Philadelphia's Labyrinth: Navigating The Often Confusing SEPTA Concourse
By Jim Melwert
PHILADELPHIA (CBS) --- It can be confusing navigating the SEPTA concourse: the series of tunnels that run underground from the Comcast building to the Gallery Mall. But efforts are underway not only to ease that confusion, but also to try to make it more inviting.
"Some of these I think you can go through," says Center City Resident Lynn Marks, trying to use the concourse to get to the Reading Terminal Market. But her confidence begins waning as she stares down a crumbling tunnel labeled City Hall Annex, a building that closed nearly 30-years-ago.
"You kind of get to a place and you can't get out, and I'm not sure if this is one of them," Marks says.
"We know we have to fix the signage," says SEPTA spokeswoman Jerri Williams.
One example of sign confusion can be found trying to get from the Broad Street Line to the Trolleys at City Hall. There aren't any signs. Instead, Williams jokingly points out, "There's a green staircase, and everybody knows green means trolleys."
She says, since SEPTA took over the lease for maintenance and upkeep of the concourse last July, they've been working on better lighting, better maps, and better, more uniform directional signs.
"So you're flowing from one area to the other area and you don't feel like, 'Where am I going?
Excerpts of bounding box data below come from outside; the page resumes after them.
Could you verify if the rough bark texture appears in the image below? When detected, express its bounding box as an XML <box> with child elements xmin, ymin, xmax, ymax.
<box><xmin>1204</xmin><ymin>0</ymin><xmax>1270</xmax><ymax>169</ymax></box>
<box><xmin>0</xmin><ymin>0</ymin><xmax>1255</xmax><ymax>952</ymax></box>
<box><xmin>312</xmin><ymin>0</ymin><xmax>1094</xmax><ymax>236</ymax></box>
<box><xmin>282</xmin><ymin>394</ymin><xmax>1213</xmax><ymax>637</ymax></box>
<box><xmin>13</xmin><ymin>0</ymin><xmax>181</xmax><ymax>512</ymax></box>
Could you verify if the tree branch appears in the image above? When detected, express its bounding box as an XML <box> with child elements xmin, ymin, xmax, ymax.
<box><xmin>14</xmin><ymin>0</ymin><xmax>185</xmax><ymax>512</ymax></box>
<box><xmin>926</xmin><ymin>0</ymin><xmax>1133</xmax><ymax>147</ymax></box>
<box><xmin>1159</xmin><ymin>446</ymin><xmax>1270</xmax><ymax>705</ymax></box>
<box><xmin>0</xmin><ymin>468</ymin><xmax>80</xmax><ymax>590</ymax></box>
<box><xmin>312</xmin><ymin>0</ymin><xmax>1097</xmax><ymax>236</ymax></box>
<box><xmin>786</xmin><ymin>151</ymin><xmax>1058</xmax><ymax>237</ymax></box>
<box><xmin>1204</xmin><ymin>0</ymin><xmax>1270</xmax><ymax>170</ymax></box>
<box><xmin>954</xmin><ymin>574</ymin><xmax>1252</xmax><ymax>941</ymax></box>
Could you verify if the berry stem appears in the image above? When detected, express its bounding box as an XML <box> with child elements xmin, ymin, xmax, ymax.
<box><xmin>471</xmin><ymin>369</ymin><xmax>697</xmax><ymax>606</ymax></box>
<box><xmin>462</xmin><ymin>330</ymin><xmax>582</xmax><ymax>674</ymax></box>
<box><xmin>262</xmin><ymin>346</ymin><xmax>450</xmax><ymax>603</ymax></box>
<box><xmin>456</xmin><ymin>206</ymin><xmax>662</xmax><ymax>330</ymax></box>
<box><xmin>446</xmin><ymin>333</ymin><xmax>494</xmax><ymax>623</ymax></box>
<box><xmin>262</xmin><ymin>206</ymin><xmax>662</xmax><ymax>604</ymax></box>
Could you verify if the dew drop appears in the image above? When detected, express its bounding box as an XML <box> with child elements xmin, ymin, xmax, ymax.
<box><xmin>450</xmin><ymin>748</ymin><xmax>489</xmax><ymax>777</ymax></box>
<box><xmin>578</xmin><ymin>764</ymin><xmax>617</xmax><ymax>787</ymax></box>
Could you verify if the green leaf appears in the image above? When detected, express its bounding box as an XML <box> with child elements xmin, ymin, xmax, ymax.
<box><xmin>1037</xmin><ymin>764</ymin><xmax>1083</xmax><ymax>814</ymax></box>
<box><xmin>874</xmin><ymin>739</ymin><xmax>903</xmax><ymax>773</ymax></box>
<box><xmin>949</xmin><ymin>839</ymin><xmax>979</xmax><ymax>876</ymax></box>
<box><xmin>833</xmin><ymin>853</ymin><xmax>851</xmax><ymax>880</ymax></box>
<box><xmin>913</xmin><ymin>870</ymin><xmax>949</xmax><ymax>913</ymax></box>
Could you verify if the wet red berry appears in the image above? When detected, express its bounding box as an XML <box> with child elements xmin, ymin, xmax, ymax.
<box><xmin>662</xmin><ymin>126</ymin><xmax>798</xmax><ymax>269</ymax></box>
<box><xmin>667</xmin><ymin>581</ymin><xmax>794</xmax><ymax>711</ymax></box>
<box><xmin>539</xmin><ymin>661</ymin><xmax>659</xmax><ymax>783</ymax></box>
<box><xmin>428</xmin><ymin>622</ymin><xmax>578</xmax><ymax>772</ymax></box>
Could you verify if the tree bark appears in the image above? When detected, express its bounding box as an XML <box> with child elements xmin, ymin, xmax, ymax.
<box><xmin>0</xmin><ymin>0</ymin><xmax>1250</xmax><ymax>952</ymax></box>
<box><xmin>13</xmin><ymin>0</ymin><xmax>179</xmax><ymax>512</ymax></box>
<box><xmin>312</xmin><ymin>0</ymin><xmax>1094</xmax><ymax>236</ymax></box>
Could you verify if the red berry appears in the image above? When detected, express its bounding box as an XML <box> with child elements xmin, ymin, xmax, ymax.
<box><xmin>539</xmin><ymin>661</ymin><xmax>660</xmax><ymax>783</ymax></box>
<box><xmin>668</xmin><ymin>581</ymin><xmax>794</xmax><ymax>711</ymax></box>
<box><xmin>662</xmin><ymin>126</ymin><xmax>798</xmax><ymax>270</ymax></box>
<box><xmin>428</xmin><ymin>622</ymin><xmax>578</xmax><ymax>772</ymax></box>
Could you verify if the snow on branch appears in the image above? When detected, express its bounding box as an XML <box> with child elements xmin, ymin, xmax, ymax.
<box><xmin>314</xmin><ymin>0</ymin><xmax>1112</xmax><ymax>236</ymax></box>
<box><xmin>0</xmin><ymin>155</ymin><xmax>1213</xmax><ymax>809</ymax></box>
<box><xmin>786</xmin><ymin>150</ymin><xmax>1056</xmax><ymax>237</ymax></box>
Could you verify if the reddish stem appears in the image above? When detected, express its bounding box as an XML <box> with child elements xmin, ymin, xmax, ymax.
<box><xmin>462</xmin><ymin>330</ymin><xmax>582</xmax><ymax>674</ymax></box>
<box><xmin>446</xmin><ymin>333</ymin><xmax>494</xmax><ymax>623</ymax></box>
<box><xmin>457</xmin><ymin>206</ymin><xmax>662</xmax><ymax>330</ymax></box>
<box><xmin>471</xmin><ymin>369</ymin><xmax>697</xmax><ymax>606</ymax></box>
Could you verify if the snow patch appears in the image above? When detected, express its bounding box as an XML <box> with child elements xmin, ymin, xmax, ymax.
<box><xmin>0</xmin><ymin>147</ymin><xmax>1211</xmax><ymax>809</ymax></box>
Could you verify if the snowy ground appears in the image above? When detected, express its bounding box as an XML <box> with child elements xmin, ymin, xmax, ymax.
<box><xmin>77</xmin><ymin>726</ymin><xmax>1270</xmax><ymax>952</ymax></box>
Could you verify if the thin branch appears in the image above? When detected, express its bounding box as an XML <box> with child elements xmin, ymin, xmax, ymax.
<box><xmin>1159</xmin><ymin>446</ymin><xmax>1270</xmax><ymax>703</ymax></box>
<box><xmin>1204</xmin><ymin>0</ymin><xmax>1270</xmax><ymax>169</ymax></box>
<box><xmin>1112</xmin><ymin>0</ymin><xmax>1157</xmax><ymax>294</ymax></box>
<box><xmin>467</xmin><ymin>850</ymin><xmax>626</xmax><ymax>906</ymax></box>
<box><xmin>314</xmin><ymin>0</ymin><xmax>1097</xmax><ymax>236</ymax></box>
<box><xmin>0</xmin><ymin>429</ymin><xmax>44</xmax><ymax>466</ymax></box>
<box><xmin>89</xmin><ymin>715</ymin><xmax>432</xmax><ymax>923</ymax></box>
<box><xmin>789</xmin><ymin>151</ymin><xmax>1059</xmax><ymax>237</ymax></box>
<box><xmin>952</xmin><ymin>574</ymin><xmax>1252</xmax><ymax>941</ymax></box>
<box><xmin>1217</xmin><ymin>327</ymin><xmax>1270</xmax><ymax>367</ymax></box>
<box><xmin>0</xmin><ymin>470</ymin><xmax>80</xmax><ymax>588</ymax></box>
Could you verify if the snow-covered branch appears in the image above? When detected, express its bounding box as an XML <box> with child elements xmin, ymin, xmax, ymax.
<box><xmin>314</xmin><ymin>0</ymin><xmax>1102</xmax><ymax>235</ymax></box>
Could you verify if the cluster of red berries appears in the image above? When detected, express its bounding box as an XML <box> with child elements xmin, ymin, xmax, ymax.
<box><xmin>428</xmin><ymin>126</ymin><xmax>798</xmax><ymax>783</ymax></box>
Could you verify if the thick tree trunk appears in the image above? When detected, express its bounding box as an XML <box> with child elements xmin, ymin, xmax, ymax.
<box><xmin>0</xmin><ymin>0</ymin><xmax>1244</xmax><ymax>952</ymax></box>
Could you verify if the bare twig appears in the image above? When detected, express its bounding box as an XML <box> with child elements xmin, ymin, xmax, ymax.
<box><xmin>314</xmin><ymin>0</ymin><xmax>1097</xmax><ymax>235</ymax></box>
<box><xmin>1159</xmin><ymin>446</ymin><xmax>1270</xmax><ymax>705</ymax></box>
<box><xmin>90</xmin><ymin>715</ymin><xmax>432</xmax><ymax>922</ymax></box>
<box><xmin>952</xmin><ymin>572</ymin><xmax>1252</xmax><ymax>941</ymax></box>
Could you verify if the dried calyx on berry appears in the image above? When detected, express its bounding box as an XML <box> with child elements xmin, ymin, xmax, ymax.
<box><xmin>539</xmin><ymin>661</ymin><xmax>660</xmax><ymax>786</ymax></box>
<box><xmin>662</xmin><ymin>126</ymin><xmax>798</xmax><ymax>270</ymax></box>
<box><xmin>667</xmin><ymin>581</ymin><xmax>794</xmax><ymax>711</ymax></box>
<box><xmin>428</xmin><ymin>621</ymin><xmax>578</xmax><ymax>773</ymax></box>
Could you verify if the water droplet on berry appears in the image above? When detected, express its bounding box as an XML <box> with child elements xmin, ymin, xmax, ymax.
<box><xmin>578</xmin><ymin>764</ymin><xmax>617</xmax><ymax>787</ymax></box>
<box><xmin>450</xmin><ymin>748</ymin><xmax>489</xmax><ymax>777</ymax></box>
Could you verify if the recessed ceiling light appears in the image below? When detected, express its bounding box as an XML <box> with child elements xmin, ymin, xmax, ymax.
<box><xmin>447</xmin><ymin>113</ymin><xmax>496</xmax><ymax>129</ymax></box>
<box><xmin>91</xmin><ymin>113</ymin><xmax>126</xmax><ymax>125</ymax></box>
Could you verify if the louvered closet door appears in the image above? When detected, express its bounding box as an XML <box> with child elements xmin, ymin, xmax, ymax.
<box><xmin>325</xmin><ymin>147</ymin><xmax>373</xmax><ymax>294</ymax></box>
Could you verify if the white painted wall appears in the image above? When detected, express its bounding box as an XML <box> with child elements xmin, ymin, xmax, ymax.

Is this the end of the trail?' It all has the same color and it all has the same grade," Williams says.
One idea under consideration: "Actually putting marks on the floor, so if you're going to City Hall, you're going to follow this color footprint, or this design that's on the floor."
She says they're also improving lighting and fixing peeling paint – already done under the new Dilworth Park.
And, she says, they expect a more inviting concourse to encourage more people to use their services.